As you write, “Remember, a song is never just a song and a playlist is never just a playlist—a song is someone’s moment and a playlist is someone’s story.” What do you make of the ways that music comes to dominate and control our lives, for better and for worse? (e.g. how certain painful memories can become forever attached to a happy song, no matter how hard we try to overcome it.)
Yes, music does have the capacity to trigger a memory and keep it anchored. Fortunately, evidence supports that more good memories are remembered than those we would like to forget. It is one of the reasons I suggest to keep exploring new music, creating new memories with music. Music has the capacity to help you with whatever you are going through. It can truly be your sure friend. Every playlist you develop will bring you into a deep-seated creative process that will ease your mind and guide you to see your world through a different lens. If you reflect on the past, stay open in the moment, and are willing to embrace the new, your memories, moods, and motivations will continue to grow and change — bringing you a life that is fuller, and more fulfilling, than the life you otherwise would have had.

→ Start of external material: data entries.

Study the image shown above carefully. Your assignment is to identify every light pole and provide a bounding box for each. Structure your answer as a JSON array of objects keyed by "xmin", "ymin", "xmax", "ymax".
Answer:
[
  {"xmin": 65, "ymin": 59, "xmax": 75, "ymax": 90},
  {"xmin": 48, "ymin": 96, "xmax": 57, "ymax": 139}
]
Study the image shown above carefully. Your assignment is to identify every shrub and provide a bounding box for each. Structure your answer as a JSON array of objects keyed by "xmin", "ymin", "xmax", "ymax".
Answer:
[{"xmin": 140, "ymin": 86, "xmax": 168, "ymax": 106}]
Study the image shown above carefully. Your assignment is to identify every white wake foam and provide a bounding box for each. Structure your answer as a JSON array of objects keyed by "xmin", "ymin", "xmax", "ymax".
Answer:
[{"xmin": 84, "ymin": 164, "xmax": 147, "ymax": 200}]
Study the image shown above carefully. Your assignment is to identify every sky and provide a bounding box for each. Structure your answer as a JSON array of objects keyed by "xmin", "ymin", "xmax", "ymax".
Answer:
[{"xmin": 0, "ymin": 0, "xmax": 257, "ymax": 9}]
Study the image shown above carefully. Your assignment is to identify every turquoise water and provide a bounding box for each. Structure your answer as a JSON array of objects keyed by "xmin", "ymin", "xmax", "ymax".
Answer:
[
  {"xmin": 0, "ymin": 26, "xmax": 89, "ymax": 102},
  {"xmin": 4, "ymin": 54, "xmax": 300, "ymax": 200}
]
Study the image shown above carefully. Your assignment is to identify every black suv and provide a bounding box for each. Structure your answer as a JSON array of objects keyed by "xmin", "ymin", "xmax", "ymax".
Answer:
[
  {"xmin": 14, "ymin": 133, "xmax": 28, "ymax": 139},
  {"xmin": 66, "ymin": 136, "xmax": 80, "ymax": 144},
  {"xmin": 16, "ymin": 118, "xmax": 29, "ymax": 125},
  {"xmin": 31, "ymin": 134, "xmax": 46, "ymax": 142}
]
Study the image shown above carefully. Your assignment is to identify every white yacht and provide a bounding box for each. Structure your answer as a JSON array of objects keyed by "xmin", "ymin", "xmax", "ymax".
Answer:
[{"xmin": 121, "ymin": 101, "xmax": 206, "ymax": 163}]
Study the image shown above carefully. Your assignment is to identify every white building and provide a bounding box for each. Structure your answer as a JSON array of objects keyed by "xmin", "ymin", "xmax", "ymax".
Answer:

The most adventurous thing you’ve ever done?
Learning to swim at the age of 36. This took every ounce of bravery I possessed.
Hardcover or paperback?
I can go either way, but I am finding the hardcovers have bigger print which helps my dimming eyes.
The most expensive thing you’ve ever shamelessly splurged on?
Fluevogs — shoes that bring a little rock, roll and art to my feet.
One thing that’s been keeping you sane throughout the COVID-19 pandemic?
This book has absolutely given me a new focus — not just the writing and promoting it with my good friend Eric Alper, and meeting so many great people along the way, but with the actual content, too. This book has reignited my own music and I couldn’t be more grateful.
What can we expect to see next from you?
I am SO looking forward to taking the Wellness, Wellplayed message on the road (virtually and hopefully soon in-person). Sharing the information with teams and audiences large and small — corporate, healthcare, and education — music can help us all.